Il Patto internazionale sui diritti civili e politici (adottato a New York il 16 dicembre 1966, reso esecutivo con L. 25 ottobre 1977, n. 881, ed entrato in vigore per l'Italia il 15 dicembre 1978) reca, nel suo art. 14.3, lett. d), e) ed f), che "ogni individuo accusato di un reato ha diritto, in posizione di piena eguaglianza ... d) ad essere presente al processo ed a difendersi personalmente o mediante un difensore di sua scelta..."; " e) a interrogare o far interrogare i testimoni a carico e ad ottenere la citazione e l'interrogatorio dei testimoni a discarico nelle stesse condizioni dei testimoni a carico"; "f) a farsi assistere gratuitamente da un interprete, nel caso in cui egli non comprenda o non parli la lingua usata in udienza".

Possono, in tale contesto, ricordarsi anche le nove "regole minime" raccomandate ai governi dal Comitato dei Ministri del Consiglio d'Europa, con la Risoluzione n. 11 del 21 maggio 1975, che prescrivono garanzie per l'imputato assente nel processo, "salvo che si sia accertato che egli si è sottratto volontariamente alla giustizia".

8.2 Nel delibare il contenuto e la portata dell'art. 6 della Convenzione per la salvaguardia dei diritti dell'uomo e delle libertà fondamentali, il Giudice di Strasburgo ha avuto modo di rilevare (sentenza anche sentenza 12 febbraio 1985, Colozza c. Italia, Serie A, n. 89; n. 67972/01, Somogyi; 10.11.2004, 56581/00, Seydovic; in tale contesto può ricordarsi anche il parere 27.7.1999 del Comitato dei diritti umani dell'O.N.U., Malaki) che "la facoltà per l'accusato di prendere parte all'udienza discende dall'oggetto e dalla ratio dell'insieme dell'articolo.

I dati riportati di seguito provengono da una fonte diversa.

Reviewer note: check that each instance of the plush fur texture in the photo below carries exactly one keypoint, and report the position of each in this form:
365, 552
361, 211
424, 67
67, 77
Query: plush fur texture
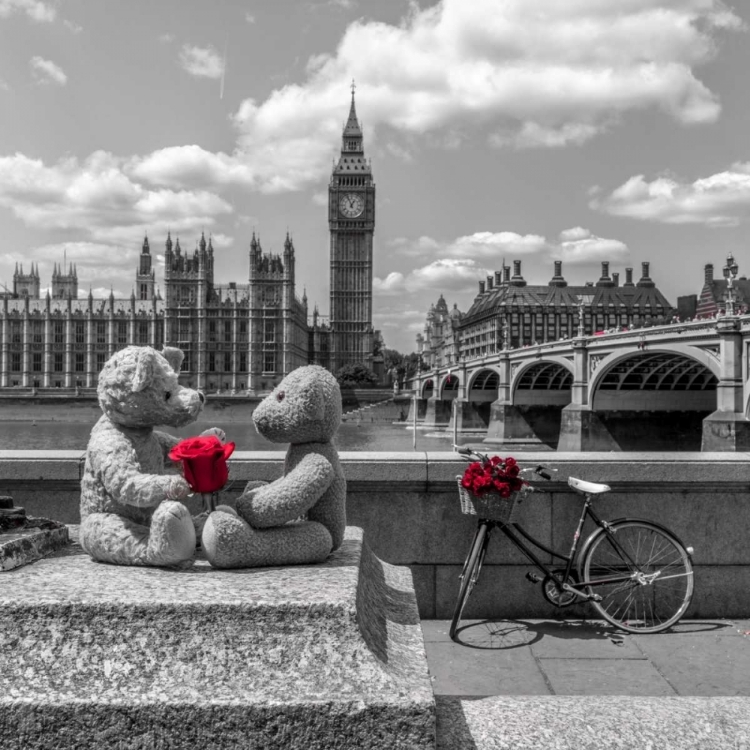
130, 514
305, 411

Del resto, gli alinea c), d) ed e) del paragrafo 3 riconoscono ad "ogni persona accusata" il diritto di "difendersi personalmente", "esaminare o far esaminare i testimoni" e "farsi assistere gratuitamente da un interprete se non comprende o non parla la lingua usata in udienza", cose che non si concepiscono senza la sua presenza". Ha, quindi, rilevato che "né la lettera né la ratio dell'art. 6 della Convenzione impediscono ad una persona di rinunciare volontariamente alle garanzie di un processo equo in maniera espressa o tacita, ma tale rinuncia deve essere non equivoca e non deve porsi in conflitto con alcun interesse pubblico significativo", e nel caso preso in esame ha considerato: "anche a supporre che il ricorrente fosse indirettamente al corrente dell'apertura di un processo penale a suo carico, non è possibile concludere che egli ha rinunciato in maniera non equivoca al suo diritto a comparire all'udienza",

8.3 Dall'esame delle norme interne e pattizie teste richiamate, anche alla stregua dei principi espressi dalla giurisprudenza interna ed europea, si deve, dunque, inferire che il sistema, in sostanza, è improntato al principio -che va qui affermato ai sensi dell'art. 173 disp. att. c.p.p. - che:

a) la conoscenza di un legittimo impedimento preclude la dichiarazione di contumacia, e solo ove l'imputato impedito esplicitamente consenta che l'udienza avvenga in sua assenza, o, se detenuto, rifiuti di assistervi, trova applicazione l'istituto dell'assenza, ai sensi dell'art. 420- quinquies c.p.p..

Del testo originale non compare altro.